Lavender boy was great at seduction and crappy in bed.
I only had sex with her cause she looked like jwoww from jersey shore
She came over with Guinness cupcakes, a case of Mickeys, wearing an Ireland flag & nothing else.
My porch is a mess of peanut butter and tostitos...thanks for that.
Restaurants Roasting People Who Gave Them Negative Yelp Reviews (25 Pics)
I am omw to AA Fellowship by the sea w Jenny and a stripper who just paid for our jetski with 85 $1 bills
i had a mental breakdown over a math asignment proposed to a glass of chocolate milk then burned my hands when i acidentally leaned on the stove i have the grill marks burned on my hands i can see them
its only been 20 minuts since i last saw you
Well I have rug burns in both armpits, somehow. So yes you should have been here
So bored. I think I've expelled every last gram of jizz from my body.
You climbed out your own window and walked in the front door..
Woman Posts Harassing DMs From Creep Online, Now He’s Upset Because People Told His Mom
I can't believe he's mad at you for not remembering your fake anniversary.
I have booze and I wanna give you a bj.

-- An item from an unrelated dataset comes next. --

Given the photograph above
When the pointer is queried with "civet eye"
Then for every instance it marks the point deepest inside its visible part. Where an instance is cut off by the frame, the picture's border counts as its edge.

How can you be mad at me?
Also, I had mind-blowing sex on a pool table
Depends how u look at it. Half-full, half-empty, or how should I shave my pubes
I really need to stop having sex.. I haven't been able to get a brush through the back of my hair for a good week and a half
I asked him if we could have sex sometime and he sent me a three page long text about his feelings for me. that's the only possible situation I've ever run into where a "k" response would have been more appropriate.